Die Flurnamen lassen sich von verschiedenen Seiten betrachten. Hier einige Beispiele, beginnen mit dem Namen Schwarze Brücke, den Namen, den fast jeder kennt. Ein Schwarzbau aus dem 19. Jahrhundert!

Die Schwarze Brücke überquerte die alte Kommunalstraße von Hembsen nach Bökendorf. Sie war vom Grafen Asseburg errichtet worden, um das Schloss Hainhausen mit der Hinnenburg direkt zu verbinden. Sein Plan war es, ausschließlich auf eigenem Terrain von Schoss Hinnenburg zum Landsitz nach Hainhausen fahren zu können. Die Stadt Brakel führte in den 1880er Jahren einen Prozess bis vor das Oberlandesgericht in Hamm, weil das Bauwerk mit einer Höhe von 4,20 Meter den Durchgangsverkehr für höchstbeladene Erntefuhrwerke behinderte. Der Graf musste die Brücke abbrechen und übrig geblieben sind Mauerreste auf der östlichen Seite, die später als Bodendenkmal eingetragen wurden. Holzteile der geplante Brücke liegen im östlichen Bereich.  

 

Als Kulturnamen können diese gesehen werden (Sie stehen für Wege, Nutzungsarten, Einfriedung usw.) :

"Anger", "Ausschachtung", "Brede", "Derborn", "Hagen", "Hoppengrund", "Kamp", "Wanne", "Heine-/Heideberg"

Für Wasser stehen diese Namen (Sie sind in Brakel weit verbreitet, weil weite Gebiete vernässt waren):

"Beke" (Bachlauf), "Born" (Wasserstelle), "Siek" (feuchtes Grünland, später Ackerboden), "Bruch" (feuchtes Gebiet)

Auf Naturformen/Geländeformen weisen diese Namen hin:

"Grund" (weites Tal), "Lieth" (lange unkulttiviert), "Wilde Haus" (unwirtliche Lage), "Wort" (Anhöhe), "Dahl" (Tal)

Auf menschlich Zweckbestimmungen weisen diese Namen hin:

"Fillerkuhle" (Abdeckerei, Schlachtabfälle), "Hoblitz Höhlen" (von Personen mit Namen Hoblitz als Versteck benutzt) 


Allgemeine Bergnamen und Landschaftnamen sind:

"Bohenberg" (Hinnenb.), "Hakesberg", "Heineberg", "Hellenberg", "Holster Berg", "Flechtheimer Berg", "Ostenberg" (Hinnenb.), "Scheideberg", "Schüttberg", "Sauernberg", "Sudheimer Berg"
Nebenbei: Mehrere dieser Berg- und Landschaftsnamen finden sich auch bei den Juden von Brakel. Ein "richtiger" Familienname wurden 1808 vorgeschrieben. Beispiele für Judennamen in Brakel sind: Louis Flechtheim, Selis Hakenberg, Salomon Heineberg, Jette Lobbenberg, Zadok Sudheim, Josef Scheideberg. das sind Namen vom jüdischen Friehof Brakel, vgl. Stadt Brakel, Internetseite 2005: Der jüdische Friedhof in Brakel  - Grabsteine in Wort und Bild. Eine Dokumentation der Grabinschriften.

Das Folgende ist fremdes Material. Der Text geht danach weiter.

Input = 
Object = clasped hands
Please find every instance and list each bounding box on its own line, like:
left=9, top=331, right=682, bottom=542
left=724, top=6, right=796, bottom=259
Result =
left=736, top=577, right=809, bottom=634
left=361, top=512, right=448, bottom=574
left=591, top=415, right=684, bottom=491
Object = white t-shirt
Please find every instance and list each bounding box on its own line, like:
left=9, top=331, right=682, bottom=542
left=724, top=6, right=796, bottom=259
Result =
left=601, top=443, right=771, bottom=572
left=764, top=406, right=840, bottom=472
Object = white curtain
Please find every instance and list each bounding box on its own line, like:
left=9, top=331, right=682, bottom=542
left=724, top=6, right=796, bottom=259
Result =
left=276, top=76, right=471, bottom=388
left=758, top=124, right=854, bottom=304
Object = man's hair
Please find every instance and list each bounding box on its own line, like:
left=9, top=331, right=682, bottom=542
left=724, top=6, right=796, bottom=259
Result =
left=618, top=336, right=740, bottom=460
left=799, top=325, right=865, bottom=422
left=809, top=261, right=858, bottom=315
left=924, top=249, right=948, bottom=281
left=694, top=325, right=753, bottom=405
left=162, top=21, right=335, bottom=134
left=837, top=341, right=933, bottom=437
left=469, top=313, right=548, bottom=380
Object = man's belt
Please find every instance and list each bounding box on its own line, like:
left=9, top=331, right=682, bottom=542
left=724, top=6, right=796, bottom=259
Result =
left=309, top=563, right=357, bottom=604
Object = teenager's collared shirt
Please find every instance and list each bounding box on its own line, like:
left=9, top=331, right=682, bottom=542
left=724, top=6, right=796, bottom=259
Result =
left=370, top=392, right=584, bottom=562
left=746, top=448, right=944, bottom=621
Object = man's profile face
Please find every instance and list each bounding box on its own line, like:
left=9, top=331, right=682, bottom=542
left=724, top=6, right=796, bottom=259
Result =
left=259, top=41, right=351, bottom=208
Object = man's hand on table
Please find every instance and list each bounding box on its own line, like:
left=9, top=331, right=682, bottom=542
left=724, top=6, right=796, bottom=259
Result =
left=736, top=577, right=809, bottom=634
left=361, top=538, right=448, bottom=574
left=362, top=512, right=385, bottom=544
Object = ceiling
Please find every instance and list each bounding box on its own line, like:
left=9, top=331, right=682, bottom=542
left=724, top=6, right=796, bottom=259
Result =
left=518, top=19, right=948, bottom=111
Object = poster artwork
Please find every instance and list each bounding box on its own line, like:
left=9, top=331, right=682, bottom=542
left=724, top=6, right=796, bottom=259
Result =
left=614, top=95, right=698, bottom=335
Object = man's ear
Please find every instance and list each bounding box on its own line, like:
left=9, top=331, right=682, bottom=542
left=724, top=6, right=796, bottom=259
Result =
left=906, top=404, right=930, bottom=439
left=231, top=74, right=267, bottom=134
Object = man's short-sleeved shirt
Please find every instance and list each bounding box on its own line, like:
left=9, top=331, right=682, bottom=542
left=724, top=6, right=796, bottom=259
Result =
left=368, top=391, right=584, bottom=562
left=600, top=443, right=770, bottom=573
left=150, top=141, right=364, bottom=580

Diese Bezeichnungen weisen auf die mittelalterliche Befestigungsanlage aus der Zeit um 1300 hin (Landwehr):
"Landwehr" (Modexen), "Landwehr" (Schwarze Brücke,  Bökendorf),  "Auf der Wort" (ehemaliger Wartturm beim Ehrenfriedhof), "Auf der Wort" (beim Imberg, Hembsen), "Wachtbusch" (Hembser Berg, zu Hembsen), Landwehrhöfen (Hembsen).


Auf Flächen im Besitz eines Nonnenkloster weisen diese Namen hin:

"Nonnenlieke", "Jungfernstein", "Süsternfeld" (Bökendorf)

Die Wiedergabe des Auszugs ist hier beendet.